Department of Stem Cell and Regenerative Biology, Harvard University, Cambridge, MA, 02138, USA.
Harvard Stem Cell Institute, Cambridge, MA, 02138, USA.
Sci Rep. 2019 Dec 9;9(1):18613. doi: 10.1038/s41598-019-54766-y.
Recent advances in CRISPR/Cas gene editing technology have significantly expanded the possibilities and accelerated the pace of creating genetically engineered animal models. However, CRISPR/Cas-based strategies designed to precisely edit the genome can often yield unintended outcomes. Here, we report the use of zygotic CRISPR/Cas9 injections to generate a knock-in GFP reporter mouse at the Gdf11 locus. Phenotypic and genomic characterization of founder animals from these injections revealed a subset that contained the correct targeting event and exhibited GFP expression that, within the hematopoietic system, was restricted predominantly to lymphoid cells. Yet, in another subset of founder mice, we detected aberrant integration events at the target site that dramatically and inaccurately shifted hematopoietic GFP expression from the lymphoid to the myeloid lineage. Additionally, we recovered multiple Gdf11 deletion alleles that modified the C-terminus of the GDF11 protein. When bred to homozygosity, most of these alleles recapitulated skeletal phenotypes reported previously for Gdf11 knockout mice, suggesting that these represent null alleles. However, we also recovered one Gdf11 deletion allele that encodes a novel GDF11 variant protein ("GDF11-WE") predicted to contain two additional amino acids (tryptophan (W) and glutamic acid (E)) at the C-terminus of the mature ligand. Unlike the other Gdf11 deletion alleles recovered in this study, homozygosity for the Gdf11 allele did not phenocopy Gdf11 knockout skeletal phenotypes. Further investigation using in vivo and in vitro approaches demonstrated that GDF11-WE retains substantial physiological function, indicating that GDF11 can tolerate at least some modifications of its C-terminus and providing unexpected insights into its biochemical activities. Altogether, our study confirms that one-step zygotic injections of CRISPR/Cas gene editing complexes provide a quick and powerful tool to generate gene-modified mouse models. Moreover, our findings underscore the critical importance of thorough characterization and validation of any modified alleles generated by CRISPR, as unintended on-target effects that fail to be detected by simple PCR screening can produce substantially altered phenotypic readouts.

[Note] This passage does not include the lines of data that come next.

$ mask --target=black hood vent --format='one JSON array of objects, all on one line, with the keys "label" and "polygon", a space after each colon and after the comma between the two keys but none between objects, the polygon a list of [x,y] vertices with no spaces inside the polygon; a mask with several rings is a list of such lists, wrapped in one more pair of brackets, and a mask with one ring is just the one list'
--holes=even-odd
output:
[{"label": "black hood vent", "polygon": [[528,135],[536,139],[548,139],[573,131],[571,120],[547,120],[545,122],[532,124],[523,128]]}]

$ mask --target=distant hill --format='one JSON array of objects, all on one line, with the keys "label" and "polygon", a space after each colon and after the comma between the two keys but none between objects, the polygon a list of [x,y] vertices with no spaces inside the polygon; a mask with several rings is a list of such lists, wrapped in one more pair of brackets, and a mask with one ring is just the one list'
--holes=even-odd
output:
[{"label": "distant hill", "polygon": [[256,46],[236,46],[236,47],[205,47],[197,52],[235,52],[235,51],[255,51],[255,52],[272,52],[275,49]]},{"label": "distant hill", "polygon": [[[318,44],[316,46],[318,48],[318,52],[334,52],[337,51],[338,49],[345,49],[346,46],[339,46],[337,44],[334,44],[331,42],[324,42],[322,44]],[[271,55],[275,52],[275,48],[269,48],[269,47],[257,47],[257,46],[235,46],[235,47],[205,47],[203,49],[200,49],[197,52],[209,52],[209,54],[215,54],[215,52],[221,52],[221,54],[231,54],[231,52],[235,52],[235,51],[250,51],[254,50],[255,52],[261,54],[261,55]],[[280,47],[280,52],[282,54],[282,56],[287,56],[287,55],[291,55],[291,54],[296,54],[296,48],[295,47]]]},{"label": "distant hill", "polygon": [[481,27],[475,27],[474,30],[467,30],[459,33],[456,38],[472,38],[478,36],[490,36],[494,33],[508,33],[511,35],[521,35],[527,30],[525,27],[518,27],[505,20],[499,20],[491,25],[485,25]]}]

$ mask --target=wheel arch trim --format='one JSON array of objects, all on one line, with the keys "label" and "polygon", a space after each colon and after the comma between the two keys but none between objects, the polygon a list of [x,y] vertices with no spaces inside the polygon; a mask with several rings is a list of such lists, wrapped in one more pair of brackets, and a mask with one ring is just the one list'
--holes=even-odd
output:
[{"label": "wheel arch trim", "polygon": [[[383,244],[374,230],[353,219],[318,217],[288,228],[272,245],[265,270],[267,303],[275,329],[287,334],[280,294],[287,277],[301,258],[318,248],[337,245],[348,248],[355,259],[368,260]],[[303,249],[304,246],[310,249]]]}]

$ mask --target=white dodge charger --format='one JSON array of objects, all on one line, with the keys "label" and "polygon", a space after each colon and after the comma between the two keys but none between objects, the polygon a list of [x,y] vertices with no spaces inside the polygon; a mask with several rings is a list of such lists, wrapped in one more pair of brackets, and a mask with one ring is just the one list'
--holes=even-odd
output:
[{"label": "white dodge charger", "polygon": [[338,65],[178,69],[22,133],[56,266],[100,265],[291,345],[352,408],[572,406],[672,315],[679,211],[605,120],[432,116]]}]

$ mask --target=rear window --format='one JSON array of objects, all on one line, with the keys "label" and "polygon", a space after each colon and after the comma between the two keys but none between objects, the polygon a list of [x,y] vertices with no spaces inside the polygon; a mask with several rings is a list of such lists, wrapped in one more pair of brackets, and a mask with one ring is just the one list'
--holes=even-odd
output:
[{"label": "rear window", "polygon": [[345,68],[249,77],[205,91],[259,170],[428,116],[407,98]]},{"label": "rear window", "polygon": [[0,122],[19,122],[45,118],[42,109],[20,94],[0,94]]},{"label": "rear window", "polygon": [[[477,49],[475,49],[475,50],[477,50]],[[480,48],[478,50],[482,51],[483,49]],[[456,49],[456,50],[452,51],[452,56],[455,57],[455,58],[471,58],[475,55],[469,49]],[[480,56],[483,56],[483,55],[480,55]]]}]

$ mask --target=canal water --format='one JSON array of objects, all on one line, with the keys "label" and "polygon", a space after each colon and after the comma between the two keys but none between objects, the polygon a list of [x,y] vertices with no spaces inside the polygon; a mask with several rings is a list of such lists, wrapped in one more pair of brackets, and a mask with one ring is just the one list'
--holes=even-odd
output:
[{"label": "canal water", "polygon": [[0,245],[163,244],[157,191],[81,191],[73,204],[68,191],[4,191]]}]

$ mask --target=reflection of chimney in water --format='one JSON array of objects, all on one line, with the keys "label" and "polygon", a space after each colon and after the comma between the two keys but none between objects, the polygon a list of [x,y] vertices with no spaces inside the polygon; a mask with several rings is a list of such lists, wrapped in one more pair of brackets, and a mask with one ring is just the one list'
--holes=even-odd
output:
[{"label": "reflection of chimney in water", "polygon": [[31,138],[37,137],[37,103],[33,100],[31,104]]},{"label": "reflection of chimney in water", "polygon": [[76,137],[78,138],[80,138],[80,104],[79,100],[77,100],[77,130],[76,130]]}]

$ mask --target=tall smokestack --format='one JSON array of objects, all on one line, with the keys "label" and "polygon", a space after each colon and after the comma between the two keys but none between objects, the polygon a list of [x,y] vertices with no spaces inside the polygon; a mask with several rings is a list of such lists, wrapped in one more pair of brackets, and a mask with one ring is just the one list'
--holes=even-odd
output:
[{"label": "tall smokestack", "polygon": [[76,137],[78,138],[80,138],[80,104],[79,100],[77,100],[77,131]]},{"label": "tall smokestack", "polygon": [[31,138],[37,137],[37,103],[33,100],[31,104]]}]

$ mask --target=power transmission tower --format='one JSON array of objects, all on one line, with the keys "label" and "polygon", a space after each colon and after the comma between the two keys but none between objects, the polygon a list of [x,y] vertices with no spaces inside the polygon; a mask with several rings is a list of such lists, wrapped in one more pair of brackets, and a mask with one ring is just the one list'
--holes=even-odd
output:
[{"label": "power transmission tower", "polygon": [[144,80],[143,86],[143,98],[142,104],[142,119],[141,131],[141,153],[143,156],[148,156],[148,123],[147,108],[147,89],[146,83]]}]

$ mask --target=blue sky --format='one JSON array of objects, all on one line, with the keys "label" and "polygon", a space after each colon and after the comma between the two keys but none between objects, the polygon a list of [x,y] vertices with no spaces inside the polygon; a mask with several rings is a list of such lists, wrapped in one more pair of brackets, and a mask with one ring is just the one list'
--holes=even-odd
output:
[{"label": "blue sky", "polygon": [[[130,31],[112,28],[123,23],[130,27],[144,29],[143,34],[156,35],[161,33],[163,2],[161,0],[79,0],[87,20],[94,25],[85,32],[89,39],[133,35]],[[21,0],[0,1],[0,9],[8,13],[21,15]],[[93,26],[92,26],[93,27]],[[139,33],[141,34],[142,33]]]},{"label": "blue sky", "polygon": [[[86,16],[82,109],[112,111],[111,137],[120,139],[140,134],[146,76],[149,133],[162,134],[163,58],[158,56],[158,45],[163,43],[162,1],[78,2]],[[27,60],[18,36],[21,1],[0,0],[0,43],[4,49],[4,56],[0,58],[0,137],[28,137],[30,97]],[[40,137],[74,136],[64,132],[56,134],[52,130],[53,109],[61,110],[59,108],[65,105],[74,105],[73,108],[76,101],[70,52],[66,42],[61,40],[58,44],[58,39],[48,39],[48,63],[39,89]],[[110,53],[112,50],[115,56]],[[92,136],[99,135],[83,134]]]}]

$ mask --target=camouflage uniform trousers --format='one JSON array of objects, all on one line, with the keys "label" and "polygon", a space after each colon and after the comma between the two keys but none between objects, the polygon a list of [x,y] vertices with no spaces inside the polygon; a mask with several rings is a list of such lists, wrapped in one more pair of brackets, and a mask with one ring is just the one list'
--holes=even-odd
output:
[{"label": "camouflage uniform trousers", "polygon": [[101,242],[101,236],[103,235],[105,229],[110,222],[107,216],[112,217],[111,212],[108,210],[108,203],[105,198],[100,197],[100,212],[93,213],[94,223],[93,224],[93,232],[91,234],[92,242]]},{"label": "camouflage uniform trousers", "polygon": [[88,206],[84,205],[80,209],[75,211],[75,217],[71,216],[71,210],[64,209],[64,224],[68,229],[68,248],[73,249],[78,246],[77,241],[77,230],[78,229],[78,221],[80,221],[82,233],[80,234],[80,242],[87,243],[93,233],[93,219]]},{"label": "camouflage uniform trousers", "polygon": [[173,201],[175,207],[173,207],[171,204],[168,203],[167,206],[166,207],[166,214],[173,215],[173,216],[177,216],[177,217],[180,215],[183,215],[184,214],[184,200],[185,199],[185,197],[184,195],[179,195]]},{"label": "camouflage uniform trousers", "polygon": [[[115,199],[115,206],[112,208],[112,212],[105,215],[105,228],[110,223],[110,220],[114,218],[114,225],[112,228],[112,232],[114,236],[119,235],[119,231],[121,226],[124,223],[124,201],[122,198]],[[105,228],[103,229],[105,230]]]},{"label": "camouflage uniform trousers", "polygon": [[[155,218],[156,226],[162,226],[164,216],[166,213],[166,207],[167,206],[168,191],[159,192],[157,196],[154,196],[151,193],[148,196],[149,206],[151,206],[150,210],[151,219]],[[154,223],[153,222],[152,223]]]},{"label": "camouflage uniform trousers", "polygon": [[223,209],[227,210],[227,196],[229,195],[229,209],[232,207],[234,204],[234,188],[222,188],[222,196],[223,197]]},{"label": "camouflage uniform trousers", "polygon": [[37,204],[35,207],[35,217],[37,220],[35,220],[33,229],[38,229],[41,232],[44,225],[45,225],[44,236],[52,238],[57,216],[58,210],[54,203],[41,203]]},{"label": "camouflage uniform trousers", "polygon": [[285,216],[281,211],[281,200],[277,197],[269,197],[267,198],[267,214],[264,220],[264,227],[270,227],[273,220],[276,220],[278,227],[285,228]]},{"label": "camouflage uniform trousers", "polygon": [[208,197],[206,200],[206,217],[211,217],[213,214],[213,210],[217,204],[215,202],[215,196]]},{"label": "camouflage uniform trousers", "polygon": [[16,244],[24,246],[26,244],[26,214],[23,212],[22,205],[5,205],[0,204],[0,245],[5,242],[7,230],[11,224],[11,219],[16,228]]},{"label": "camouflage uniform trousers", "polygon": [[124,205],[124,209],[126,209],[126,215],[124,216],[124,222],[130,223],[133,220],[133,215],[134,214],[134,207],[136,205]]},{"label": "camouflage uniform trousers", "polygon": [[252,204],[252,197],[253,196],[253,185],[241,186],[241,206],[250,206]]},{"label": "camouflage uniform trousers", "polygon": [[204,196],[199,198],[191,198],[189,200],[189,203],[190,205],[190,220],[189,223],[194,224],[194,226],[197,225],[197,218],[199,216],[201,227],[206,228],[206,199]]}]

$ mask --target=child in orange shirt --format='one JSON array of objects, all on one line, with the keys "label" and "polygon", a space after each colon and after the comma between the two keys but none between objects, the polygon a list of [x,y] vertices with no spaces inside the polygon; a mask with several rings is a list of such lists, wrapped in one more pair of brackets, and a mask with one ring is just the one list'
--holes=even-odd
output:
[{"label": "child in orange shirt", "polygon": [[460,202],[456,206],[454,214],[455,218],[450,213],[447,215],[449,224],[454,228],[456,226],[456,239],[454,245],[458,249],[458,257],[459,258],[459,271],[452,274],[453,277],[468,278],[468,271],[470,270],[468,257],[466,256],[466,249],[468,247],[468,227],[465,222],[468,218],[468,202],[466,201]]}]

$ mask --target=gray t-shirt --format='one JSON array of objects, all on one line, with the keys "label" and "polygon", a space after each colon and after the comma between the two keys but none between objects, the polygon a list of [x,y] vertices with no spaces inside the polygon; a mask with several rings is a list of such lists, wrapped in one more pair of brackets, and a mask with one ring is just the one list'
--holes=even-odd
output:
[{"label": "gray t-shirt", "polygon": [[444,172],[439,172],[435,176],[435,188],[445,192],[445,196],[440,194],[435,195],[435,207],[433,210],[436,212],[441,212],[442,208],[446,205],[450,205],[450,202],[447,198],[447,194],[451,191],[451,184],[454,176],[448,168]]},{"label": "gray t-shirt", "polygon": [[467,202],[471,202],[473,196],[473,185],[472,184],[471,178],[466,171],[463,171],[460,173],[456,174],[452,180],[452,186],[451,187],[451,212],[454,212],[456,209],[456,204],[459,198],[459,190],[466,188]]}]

CRISPR/Cas 基因编辑技术的最新进展极大地扩展了可能性,并加速了创建基因工程动物模型的步伐。然而,旨在精确编辑基因组的基于 CRISPR/Cas 的策略通常会产生意想不到的结果。在这里,我们报告了使用合子 CRISPR/Cas9 注射在 Gdf11 基因座产生 GFP 报告基因敲入小鼠。这些注射产生的起始动物的表型和基因组特征表明,一部分包含正确的靶向事件,并表现出 GFP 表达,在造血系统中,主要局限于淋巴细胞。然而,在另一部分起始小鼠中,我们在靶位点检测到异常的整合事件,这些事件导致造血 GFP 表达从淋巴谱系剧烈且不准确地转移到髓系。此外,我们还回收了多个修饰 GDF11 蛋白 C 末端的 Gdf11 缺失等位基因。当与纯合子繁殖时,这些等位基因中的大多数重现了先前报道的 Gdf11 敲除小鼠的骨骼表型,表明这些等位基因是无效等位基因。然而,我们还回收了一个 Gdf11 缺失等位基因,该基因编码一种新的 GDF11 变体蛋白(“GDF11-WE”),预测在成熟配体的 C 末端含有另外两个氨基酸(色氨酸(W)和谷氨酸(E))。与本研究中回收的其他 Gdf11 缺失等位基因不同,Gdf11 等位基因的纯合性并不模拟 Gdf11 敲除骨骼表型。使用体内和体外方法的进一步研究表明,GDF11-WE 保留了相当大的生理功能,表明 GDF11 可以耐受其 C 末端的至少一些修饰,并为其生化活性提供了意外的见解。总之,我们的研究证实,一步法合子 CRISPR/Cas 基因编辑复合物提供了一种快速而强大的工具来生成基因修饰的小鼠模型。此外,我们的研究结果强调了对 CRISPR 产生的任何修饰等位基因进行彻底表征和验证的重要性,因为简单的 PCR 筛选未能检测到的非预期靶向效应可能会产生明显改变的表型读数。